Nov. 19 (Bloomberg) -- Aluminum may fall to about $2,018 a metric ton after last week’s decline from a two-year high, implying a 13 percent drop from current prices, according to technical analysis by Commerzbank AG.
The attached chart shows aluminum has slid 7.2 percent from $2,500 a ton on Nov. 11. The metal may fall to its 55-week moving average of $2,164 and a 20-month support line at $2,018, Commerzbank said in a Nov. 17 report.
“Aluminum saw a minor break into two-year highs and was rejected,” Commerzbank technical analyst Karen Jones said in the report. “The divergence of both the daily and weekly relative strength index implies that the market has charted an interim top.”

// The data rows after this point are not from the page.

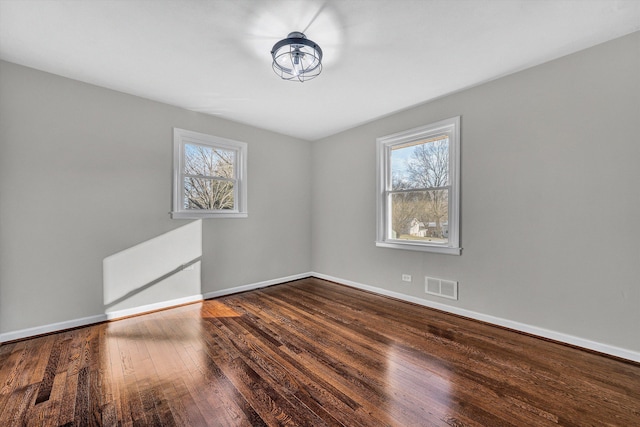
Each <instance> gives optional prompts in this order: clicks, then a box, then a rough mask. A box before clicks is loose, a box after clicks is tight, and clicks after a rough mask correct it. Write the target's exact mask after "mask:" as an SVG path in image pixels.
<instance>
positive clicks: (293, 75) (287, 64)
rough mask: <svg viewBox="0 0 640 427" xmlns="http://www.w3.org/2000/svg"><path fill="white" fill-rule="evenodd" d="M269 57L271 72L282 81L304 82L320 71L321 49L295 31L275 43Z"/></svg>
mask: <svg viewBox="0 0 640 427" xmlns="http://www.w3.org/2000/svg"><path fill="white" fill-rule="evenodd" d="M271 56H272V57H273V71H275V73H276V74H277V75H279V76H280V77H281V78H282V79H284V80H297V81H300V82H304V81H306V80H311V79H313V78H314V77H317V76H318V75H319V74H320V72H321V71H322V49H320V46H318V45H317V44H315V43H314V42H312V41H311V40H309V39H307V36H305V35H304V34H303V33H300V32H297V31H294V32H293V33H289V35H288V36H287V38H286V39H284V40H280V41H279V42H278V43H276V44H275V45H274V46H273V49H271Z"/></svg>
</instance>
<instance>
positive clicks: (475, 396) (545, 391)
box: [0, 278, 640, 427]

Aluminum for three-month delivery traded at $2,320 at 10:21 a.m. on the London Metal Exchange, taking its gain this year to 4 percent. The metal is used in cars and airplanes, packaging and construction. The price on Nov. 11 was the highest since September 2008.
Its 14-day relative strength index was at 45 today. Some analysts view a level of 70 as a sign that prices may be poised to drop, and a level of 30 as an indication of possible gains.
In technical analysis, investors and analysts study charts of trading patterns and prices to predict changes in a security, commodity, currency or index.